Hollis and Delia agree that $erena's optimism must come from a combination of
pre-wedding nerves, sleep deprivation, and the fumes from administering too
many tight permanents at her cousins' hairdressing parlor, the T 'n` T Beauty
Salon. She actually messes up their order when she plants a bearclaw in front
of Delia and gives the Diet Watcher Doughnut to Hollis. (This is made with skim
milk instead of cream, but at Happy's, diet watching is relative.)
Delia is is planning a visit to Timms's Toolbox to buy a new six-jack outlet,
and Hollis hopes to go along because, well, he just likes hardware stores. He
may like to keep the Mountain Lair unsullied by modern appliances, but he can
usually be beguiled by a brass hinge or porcelain drawer knob.

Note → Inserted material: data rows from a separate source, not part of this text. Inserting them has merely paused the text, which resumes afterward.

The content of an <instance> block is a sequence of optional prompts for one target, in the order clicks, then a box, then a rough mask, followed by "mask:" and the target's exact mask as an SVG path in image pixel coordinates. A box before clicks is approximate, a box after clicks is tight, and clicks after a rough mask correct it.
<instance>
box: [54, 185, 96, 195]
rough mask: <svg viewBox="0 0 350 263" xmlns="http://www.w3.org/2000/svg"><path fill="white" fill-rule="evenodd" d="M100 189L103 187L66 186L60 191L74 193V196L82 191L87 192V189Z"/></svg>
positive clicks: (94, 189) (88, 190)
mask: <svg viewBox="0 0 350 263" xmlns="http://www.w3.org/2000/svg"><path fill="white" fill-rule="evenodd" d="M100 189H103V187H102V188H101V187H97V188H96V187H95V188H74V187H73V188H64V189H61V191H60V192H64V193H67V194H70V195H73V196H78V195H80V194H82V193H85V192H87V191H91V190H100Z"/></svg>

"I can't believe their doughnuts or their coffee is gonna be better than
Happy's," says Hollis, chewing thoughtfully.
"You never know," says Delia. "Remember how Happy spaced out when $erena was at
cosmetology school? The jimmies were skimpy, and the frosting started to run. I
don't like the idea of national businesses horning in on Tritown either, but
there is something to be said about standardization."
"Perfect," mutters Hollis. "Cookie-cutter doughnuts and cookie-cutter lives.
Why can't they just leave Tritown alone?"
"They mostly did," says Delia. "The state highway missed us by three towns, and
our population just gets older, grayer, and sparser. Hey, even you complain
about how long it takes to deliver Tri'd 'N` Tru Chips on your driving days."
At this Hollis is silent. Modern versus ancient really is the question of the
era, especially with the millennium looming. Hollis and his clan have lived
with one boot in the 19th century, the other hesitantly planted in the 20th.
Until recently, you could dial anyone in town using just four digits, but in
the last few years their area code has changed twice -- and now they
wanted Tritown to eat mass-market marshmallow fake doughnuts. Next thing you
know, they'd want to fluoridate the water, or worse!
Delia finishes her doughnut before she notices that Hollis has stopped
responding to her comments. "Hollis," she says, waving a hand in front of his
face. "We better hit the hardware store."
Hollis doesn't hear. "I'm through with the 20th century," he says, rising to
his feet. "It's back to the previous ones, where a Mountain Man could be a
Mountain Man." He jingles his truck keys, and then stops, chagrined. It would
be nice to ride a pony back to the Mountain Lair, but that really would take an
hour or more.
And then $erena comes by with a fresh pot of java. "Nobody expects
perfection," she tells him. "And Happy's just put a batch in the fryer without
taking out the holes. You want some weird looking doughnuts that kinda
resemble the planet Saturn, just wait a couple minutes."
Hollis slides back into the booth. Sometimes change is funny.
Sally Cragin's ancestors spent two centuries in New Hampshire because it
never occurred to anyone there was anyplace better.